Characterizing metallurgical reaction of Sn3.0Ag0.5Cu composite solder by mechanical alloying with electroless Ni-P/Cu under-bump metallization after various reflow cycles

Abstract

Electroless Ni-P/Cu under-bump metallization (UBM) is widely used in electronics packaging. The Sn3.0Ag0.5Cu lead-free composite solder pastes were produced by a mechanical alloying (MA) process doped with Cu6Sn5 nanoparticles. In this study, the detailed interfacial reaction of Sn3.0Ag0.5Cu composite solders with EN(P)/Cu UBM was investigated after reflow. A field-emission scanning electron microscope (FESEM) was employed to analyze the interfacial morphology and microstructure evolution.
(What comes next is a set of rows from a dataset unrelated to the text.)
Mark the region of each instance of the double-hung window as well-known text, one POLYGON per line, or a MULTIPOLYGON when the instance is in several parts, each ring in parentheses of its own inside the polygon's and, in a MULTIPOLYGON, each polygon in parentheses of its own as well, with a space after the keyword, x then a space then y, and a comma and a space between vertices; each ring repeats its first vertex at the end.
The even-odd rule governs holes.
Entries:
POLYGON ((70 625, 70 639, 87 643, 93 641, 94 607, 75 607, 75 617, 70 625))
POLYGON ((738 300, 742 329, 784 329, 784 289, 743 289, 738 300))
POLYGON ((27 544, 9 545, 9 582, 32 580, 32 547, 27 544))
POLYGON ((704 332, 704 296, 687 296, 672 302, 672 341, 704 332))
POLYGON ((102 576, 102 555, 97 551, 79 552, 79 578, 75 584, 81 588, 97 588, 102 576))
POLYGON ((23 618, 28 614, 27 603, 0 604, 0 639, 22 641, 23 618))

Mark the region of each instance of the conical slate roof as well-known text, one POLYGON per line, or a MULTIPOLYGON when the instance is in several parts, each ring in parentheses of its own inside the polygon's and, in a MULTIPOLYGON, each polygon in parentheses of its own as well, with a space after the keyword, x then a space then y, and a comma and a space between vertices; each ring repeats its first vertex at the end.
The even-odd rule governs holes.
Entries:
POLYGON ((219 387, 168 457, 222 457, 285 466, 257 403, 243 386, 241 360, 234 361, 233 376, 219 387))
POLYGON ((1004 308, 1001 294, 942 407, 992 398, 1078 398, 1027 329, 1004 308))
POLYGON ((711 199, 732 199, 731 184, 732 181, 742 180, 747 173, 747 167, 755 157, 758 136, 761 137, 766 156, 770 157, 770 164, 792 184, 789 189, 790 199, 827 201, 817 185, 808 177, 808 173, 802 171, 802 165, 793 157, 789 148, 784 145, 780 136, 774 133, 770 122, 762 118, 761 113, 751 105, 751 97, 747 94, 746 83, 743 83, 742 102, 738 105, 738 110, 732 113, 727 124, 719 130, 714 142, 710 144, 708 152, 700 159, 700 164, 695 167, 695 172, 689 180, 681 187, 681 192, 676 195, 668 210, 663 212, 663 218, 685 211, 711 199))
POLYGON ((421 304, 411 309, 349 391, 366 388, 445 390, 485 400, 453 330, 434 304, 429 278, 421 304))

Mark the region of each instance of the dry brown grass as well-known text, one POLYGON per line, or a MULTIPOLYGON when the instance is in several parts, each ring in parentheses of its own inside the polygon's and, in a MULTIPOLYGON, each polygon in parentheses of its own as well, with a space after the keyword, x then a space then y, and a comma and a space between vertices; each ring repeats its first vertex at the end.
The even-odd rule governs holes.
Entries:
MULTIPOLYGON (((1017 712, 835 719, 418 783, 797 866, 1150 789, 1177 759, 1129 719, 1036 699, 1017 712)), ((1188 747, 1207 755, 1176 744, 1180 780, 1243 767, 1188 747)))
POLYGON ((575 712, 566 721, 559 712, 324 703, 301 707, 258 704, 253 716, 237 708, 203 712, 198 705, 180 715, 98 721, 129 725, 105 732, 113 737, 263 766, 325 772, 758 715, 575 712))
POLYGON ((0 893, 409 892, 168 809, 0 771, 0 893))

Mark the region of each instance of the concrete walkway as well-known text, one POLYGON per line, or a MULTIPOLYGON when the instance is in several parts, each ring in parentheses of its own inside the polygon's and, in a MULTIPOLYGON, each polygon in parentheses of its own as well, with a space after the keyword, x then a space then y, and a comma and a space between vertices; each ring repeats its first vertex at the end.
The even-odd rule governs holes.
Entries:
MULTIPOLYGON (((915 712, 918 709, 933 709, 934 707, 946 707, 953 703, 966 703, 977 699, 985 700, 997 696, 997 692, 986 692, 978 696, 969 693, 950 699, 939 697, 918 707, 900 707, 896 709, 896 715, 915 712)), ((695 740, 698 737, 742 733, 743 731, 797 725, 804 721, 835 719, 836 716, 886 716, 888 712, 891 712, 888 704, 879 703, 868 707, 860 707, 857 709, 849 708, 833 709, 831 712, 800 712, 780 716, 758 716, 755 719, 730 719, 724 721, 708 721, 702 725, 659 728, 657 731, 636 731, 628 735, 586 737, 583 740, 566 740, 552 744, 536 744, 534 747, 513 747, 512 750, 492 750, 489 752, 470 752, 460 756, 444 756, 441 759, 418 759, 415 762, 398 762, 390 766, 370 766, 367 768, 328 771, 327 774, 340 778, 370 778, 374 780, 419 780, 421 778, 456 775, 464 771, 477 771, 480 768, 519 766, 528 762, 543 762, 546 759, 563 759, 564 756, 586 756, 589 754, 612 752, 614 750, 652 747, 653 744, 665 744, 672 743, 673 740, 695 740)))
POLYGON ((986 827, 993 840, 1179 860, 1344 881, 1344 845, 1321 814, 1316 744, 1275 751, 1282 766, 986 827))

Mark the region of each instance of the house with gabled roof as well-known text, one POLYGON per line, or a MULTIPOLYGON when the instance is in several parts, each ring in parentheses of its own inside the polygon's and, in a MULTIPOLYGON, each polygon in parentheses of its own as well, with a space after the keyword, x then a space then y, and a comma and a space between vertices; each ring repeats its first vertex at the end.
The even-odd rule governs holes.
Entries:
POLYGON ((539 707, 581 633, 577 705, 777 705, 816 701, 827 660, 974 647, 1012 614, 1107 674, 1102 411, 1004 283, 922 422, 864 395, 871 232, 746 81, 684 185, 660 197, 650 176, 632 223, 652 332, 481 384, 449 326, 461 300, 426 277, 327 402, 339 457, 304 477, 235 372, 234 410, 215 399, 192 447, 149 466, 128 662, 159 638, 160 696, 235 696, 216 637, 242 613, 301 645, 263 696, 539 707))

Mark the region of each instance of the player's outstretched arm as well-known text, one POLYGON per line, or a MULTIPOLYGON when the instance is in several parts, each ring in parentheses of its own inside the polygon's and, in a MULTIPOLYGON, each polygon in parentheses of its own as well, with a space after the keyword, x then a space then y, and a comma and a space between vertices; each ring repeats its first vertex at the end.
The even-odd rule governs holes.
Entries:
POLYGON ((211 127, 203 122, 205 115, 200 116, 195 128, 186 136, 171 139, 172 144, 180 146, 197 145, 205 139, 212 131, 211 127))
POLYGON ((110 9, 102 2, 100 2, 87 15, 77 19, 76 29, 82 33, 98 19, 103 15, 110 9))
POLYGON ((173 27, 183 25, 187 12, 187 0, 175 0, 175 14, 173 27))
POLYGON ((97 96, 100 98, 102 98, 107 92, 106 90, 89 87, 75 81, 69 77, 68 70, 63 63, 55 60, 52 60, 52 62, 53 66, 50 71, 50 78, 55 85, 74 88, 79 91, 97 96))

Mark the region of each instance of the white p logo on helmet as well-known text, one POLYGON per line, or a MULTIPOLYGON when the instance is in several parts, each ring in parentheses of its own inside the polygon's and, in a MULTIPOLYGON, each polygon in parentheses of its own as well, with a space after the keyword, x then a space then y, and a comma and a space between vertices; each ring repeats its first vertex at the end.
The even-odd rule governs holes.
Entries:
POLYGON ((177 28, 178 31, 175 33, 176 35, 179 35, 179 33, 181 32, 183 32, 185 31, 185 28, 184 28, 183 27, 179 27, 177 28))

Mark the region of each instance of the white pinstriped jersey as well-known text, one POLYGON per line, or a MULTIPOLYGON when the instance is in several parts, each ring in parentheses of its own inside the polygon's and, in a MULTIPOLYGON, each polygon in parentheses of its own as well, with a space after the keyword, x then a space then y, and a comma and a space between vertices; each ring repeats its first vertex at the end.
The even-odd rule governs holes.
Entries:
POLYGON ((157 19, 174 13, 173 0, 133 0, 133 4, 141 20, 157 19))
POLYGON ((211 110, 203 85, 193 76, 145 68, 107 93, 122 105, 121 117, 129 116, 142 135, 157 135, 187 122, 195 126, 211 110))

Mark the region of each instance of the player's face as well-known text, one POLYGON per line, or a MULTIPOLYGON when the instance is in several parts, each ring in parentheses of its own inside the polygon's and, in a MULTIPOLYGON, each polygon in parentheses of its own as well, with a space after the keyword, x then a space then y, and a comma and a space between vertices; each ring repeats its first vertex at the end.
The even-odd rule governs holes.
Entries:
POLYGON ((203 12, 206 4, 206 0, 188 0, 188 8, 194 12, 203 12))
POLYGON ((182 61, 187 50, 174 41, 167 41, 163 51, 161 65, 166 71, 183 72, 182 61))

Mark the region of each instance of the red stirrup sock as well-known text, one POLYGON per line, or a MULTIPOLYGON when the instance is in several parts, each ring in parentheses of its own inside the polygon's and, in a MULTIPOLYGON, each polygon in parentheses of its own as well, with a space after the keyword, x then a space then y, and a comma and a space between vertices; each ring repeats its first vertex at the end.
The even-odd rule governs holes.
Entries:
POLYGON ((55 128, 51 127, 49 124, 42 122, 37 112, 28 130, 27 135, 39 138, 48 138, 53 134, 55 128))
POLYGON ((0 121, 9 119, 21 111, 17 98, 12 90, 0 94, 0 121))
The intermetallic compounds (IMCs) formed at the interface between the Sn3.0Ag0.5Cu composite solders and EN(P)/Cu UBM after one and three reflows were mainly (Ni1−x,Cux)3Sn4 and (Cu1−y,Niy)6Sn5. However, only (Ni1−x,Cux)3Sn4 IMC was observed after five reflows. The elemental distribution near the interfacial region was evaluated by an electron probe microanalyzer (EPMA) as well as field-emission electron probe microanalyzer (FE-EPMA). Based on the observation and characterization by FESEM, a EPMA, and an FE-EPMA, the reaction mechanism of interfacial phase transformation between Sn3.0Ag0.5Cu composite solders and EN(P)/Cu UBM after various reflow cycles was discussed and proposed.